La Commission Temporaire de Lyon

Publié le par Jérôme Croyet

 

La Commission Révolutionnaire de Lyon

par Jérôme Croyet, docteur en histoire

La Commission Révolutionnaire de Commune-Affranchie est originalement composée de 7 membres mais elle ne siègera qu'avec 5 (deux n'ayant pas acceptés leur fonction). Elle siège de 9h du matin à Midi, puis de 19 à 21 heures dans la salle du Consulat de l'Hôtel de Ville de Lyon.

La salle est partagée en deux par une longue table sur laquelle se trouve huit flambeaux. D'un côté siègent les juges. Les membre de la Commission Temporaire de Lyon possèdent un uniforme composé d"un habit. . .bleu avec collet rouge, culotte rouge ; une culotte de peau de daim avec un pantalon bleu garni de peau entre les jambes et un manteau ; des pistolets demi-arçons; un sabre à la hussarde; un chapeau tricorne avec plumet tricolore; une ceinture avec de petites fentes; un baudrier noir; un bonnet de police; des bottes à l'américaine et des éperons bronzés; un ruban tricolore plissé en sautoir, avec un faisceau et une médaille; des gants de peau à l'espagnole"[1] qui les différencie des militants locaux et leur permet d'en imposer physiquement.
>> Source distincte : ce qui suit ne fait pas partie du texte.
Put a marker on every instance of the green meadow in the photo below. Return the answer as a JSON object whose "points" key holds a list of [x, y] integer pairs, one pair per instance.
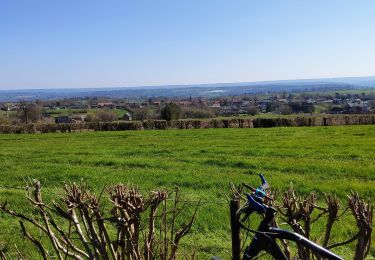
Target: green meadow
{"points": [[201, 162]]}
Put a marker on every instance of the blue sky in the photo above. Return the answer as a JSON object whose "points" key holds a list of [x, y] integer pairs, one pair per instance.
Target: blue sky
{"points": [[87, 43]]}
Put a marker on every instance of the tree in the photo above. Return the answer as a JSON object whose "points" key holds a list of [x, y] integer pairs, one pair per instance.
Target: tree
{"points": [[30, 113], [102, 116], [171, 111]]}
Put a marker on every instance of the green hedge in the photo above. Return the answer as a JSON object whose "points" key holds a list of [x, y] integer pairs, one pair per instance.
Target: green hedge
{"points": [[192, 124]]}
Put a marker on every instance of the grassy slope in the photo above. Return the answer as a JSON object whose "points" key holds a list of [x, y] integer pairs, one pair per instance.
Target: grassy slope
{"points": [[201, 162]]}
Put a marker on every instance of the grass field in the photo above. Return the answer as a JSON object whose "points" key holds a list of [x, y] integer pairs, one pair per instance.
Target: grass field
{"points": [[201, 162]]}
La médaille, une petite hache, est portée au bout d'un ruban tricolore.

Le greffier est assis à l'une des extrémités de la table et le secrétaire sur une petite table qui fait face aux juges. La salle, dans son intégrité, est entourée d'une barrière à hauteur d'appui pour que la foule puisse venir assistée aux séances alors toutes publiques. Les détenus sont appelés par groupes de deux ou trois d'une salle voisine et venaient attendre dans un vestibule qu'on les introduisent. Une fois arrivés dans la salle, le jugement est rapide et sans appel, un quart d'heure en moyenne suffit pour juger sept détenus. Les détenus assis sur un banc face aux juges et entre deux gendarmes, sont amener dans la salle par un signe du guichetier. Le jugement consiste en ne série de question posées par les juges et auxquels doivent répondrent individuellement les prévenus. Dans tous les cas, les juges se référaient au registre transmis par la Commission de Surveillance. Si les juges touchaient la hache pendue autour de leur cou, cela signifiait la mort par décapitation. S'il touchaient leur front, c'était la fusillade et s'ils étendaient leur bras sur la table, c'était la liberté.



[1] HERRIOT (Edouard) : Lyon n'est plus. Tome 3.